Un misterioso caso di morte che assomiglia sempre di più a una tragedia annunciata. Giovanni Marchionni, 21enne di Bacoli (Napoli), è stato trovato senza vita l’8 agosto scorso all’interno di uno yacht ormeggiato nel marina di Portisco, a Olbia. Le indagini della Procura di Tempio Pausania, per omicidio colposo contro ignoti, si stanno ora concentrando su un possibile guasto tecnico che avrebbe rilasciato esalazioni letali, un’ipotesi sostenuta con forza dalla famiglia della vittima.
Per far luce sulla dinamica, i legali della famiglia Marchionni – gli avvocati Maurizio Capozzo e Gabriele Satta – hanno nominato un pool di consulenti tecnici di parte di altissimo profilo. Tra questi spicca la figura dell’ingegnere Antonio Scamardella, noto per aver seguito le indagini sul naufragio della Costa Concordia per conto della Procura di Grosseto. Con lui anche l’ingegnere Filippo Scamardella e il dottor Sebastiano Ackermann.
Domani pomeriggio, alle 15, la Procura conferirà l’incarico ufficiale al suo perito, Giuseppe Salvatore Mangano. Subito dopo prenderà il via l’accertamento tecnico irripetibile sull’imbarcazione. Gli esperti ispezioneranno la sala macchine, l’impianto di condizionamento, la vasca delle acque nere e, soprattutto, il vano batterie. Sono questi, secondo i legali della famiglia, i punti critici da cui potrebbero essersi sprigionati i gas tossici che avrebbero ucciso il giovane Giovanni. La polizia ha già acquisito dichiarazioni di testimoni che riferivano di un "forte odore acido" proveniente dalla barca.

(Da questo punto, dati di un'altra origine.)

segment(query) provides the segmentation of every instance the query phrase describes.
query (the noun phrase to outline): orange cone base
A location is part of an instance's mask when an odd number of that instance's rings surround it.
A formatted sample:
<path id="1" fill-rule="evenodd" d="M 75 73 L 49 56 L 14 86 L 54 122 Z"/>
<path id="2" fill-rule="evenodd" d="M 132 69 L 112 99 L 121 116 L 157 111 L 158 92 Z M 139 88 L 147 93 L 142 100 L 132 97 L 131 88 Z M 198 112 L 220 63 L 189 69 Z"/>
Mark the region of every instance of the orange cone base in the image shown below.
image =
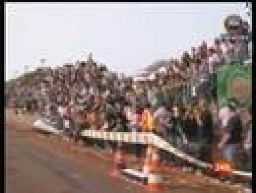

L’autopsia, eseguita nei giorni scorsi, non ha però fornito risposte definitive, lasciando il caso in un limbo in attesa degli esiti delle analisi tossicologiche e istologiche (che richiederanno fino a 90 giorni). È proprio sul fronte medico che si scontrano le due tesi. Da un lato, la famiglia e i suoi consulenti sono convinti di un avvelenamento da gas. Dall’altro, i legali dei proprietari dell’imbarcazione – noti imprenditori nautici campani non indagati e assistiti dall’avvocato Sebastiano Giaquinto – sostengono che dall’autopsia non emerga "nessuna evidenza di avvelenamento", avanzando piuttosto l’ipotesi di un edema polmonare.
A complicare ulteriormente il quadro, l’Inail ha avviato un’indagine parallela per accertare se Giovanni Marchionni si trovasse a bordo per lavoro o per vacanza. Amici e parenti non hanno dubbi: «Era salito su quella barca per lavoro». Se così fosse, la tragedia di Portisco assumerebbe i contorni di un infortunio mortale sul lavoro senza tutele, aggiungendo un ulteriore, gravissimo tassello a una vicenda già profondamente dolorosa.
Mentre la macchina della giustizia si mette in moto con le perizie, una famiglia aspetta di sapere cosa abbia ucciso il proprio figlio e un’intera comunità naviga in un mare di domande ancora senza risposta.